Good locators are stable locators

Prefer locators tied to meaning (a button's visible text or its accessibility role) over ones tied to position or fragile auto-generated names. A locator like "the button that says Buy now" survives a redesign. A locator like "the third div inside the fourth section" shatters the moment anyone touches the layout. Stable locators are the single biggest factor in whether your suite is a joy or a nightmare.

Locators are also where most flakiness is born. If the robot looks for an element before it has loaded, the test fails for no real reason. That's why waits matter so much.

Waits: the secret to non-flaky tests

Modern apps load in pieces. You click Log in, and the dashboard appears a fraction of a second later. A naive script that checks instantly will fail; the dashboard isn't there yet. The beginner's fix ("just wait 5 seconds") is the wrong fix: it's slow when the app is fast and still flaky when the app is slow.

The right approach is a smart wait: wait until the welcome message appears, then continue, however long that takes, up to a sensible limit. Good tools do much of this automatically. The mindset to carry: never wait a fixed amount of time when you can wait for a condition.

The Page Object Model: tidy tests that age well

Imagine you've written 50 tests that all log in, and every one of them spells out find the email field, type, find the password field, type, find the login button, click. Now the login page gets redesigned. You have to fix the same thing in 50 places. Misery.

The Page Object Model (POM) solves this. The idea is simple: for each page, write one place that describes how to interact with it ("here's how you log in on this page") and have all your tests call that. When the login page changes, you fix it in exactly one spot and all 50 tests heal at once. It's the difference between 50 copies of a phone number scribbled on sticky notes and one entry in your contacts.

Tests

Describe *what* to check

Page objects

Describe *how* to use each page

The app

The real pages and buttons

That middle layer is the whole trick. Tests say what they want ("log in, then check the dashboard"); page objects know how ("the email field is here, the button is there"). Change the how in one place, and every test that depends on it is fixed for free.

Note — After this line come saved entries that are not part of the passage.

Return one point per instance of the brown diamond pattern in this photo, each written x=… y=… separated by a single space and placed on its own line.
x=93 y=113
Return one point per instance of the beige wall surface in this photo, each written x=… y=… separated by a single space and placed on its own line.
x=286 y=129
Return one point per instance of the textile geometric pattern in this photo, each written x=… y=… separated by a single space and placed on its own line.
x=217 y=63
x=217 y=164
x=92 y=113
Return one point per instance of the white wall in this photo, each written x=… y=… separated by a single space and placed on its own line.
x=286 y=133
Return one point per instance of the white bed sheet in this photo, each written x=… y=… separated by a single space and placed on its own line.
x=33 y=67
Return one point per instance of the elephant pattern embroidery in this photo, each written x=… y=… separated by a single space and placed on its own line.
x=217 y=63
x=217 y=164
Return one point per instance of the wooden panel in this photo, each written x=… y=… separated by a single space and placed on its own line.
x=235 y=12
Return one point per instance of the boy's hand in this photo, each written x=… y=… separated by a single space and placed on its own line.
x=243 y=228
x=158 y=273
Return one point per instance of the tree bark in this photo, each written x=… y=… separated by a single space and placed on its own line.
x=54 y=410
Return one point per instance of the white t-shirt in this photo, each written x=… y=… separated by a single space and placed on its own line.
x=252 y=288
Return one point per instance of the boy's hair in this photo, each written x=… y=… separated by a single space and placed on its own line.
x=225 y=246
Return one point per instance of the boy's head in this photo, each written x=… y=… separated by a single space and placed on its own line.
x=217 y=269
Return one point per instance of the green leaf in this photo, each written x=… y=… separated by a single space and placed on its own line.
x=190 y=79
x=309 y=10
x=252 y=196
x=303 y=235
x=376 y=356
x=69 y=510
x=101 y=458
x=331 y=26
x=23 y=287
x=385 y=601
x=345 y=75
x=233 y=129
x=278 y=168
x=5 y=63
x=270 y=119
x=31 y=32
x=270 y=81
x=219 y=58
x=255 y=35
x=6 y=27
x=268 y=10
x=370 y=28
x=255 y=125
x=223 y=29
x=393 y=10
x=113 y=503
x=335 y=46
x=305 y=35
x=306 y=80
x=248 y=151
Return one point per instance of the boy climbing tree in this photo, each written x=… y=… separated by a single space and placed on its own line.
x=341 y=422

What makes automation maintainable

  • Stable locators tied to meaning, not fragile positions.
  • Smart waits for conditions, never fixed sleeps.
  • One source of truth per page (the Page Object Model) so a change lands in one place.
  • Independent tests that don't depend on each other's leftovers: each sets up its own data and cleans up after itself.
  • Clear names and assertions so a failure tells you what broke, not just that something broke.

The modern twist: self-healing and AI locators

The oldest pain in automation is the brittle locator: a developer renames a button, and a hundred tests go red even though nothing is actually broken for users. Self-healing locators are a newer answer. Instead of pinning to a single fragile attribute, the tool remembers several signals about an element (its text, its role, its neighbours, its position) and when one signal changes, it falls back on the others to find the same element again, then quietly updates itself. Modern AI-assisted tools take this further, recognising elements much the way a person would.

This doesn't make maintenance disappear, but it dramatically lowers the everyday breakage that used to make UI automation so exhausting. It's one of the biggest reasons automated end-to-end testing is far more practical in 2026 than it was a decade ago.

Key takeaways
  • Every UI automation tool does the same four things: locate, act, assert, and wait.
  • Stable locators tied to meaning (text, role) are the single biggest factor in a maintainable suite.
  • Never wait a fixed number of seconds when you can wait for a condition: that's how you kill flakiness.
  • The Page Object Model puts each page's how-to in one place, so a redesign means one fix instead of fifty.
  • Self-healing and AI locators reduce the everyday breakage that made UI automation painful, making end-to-end testing far more practical today.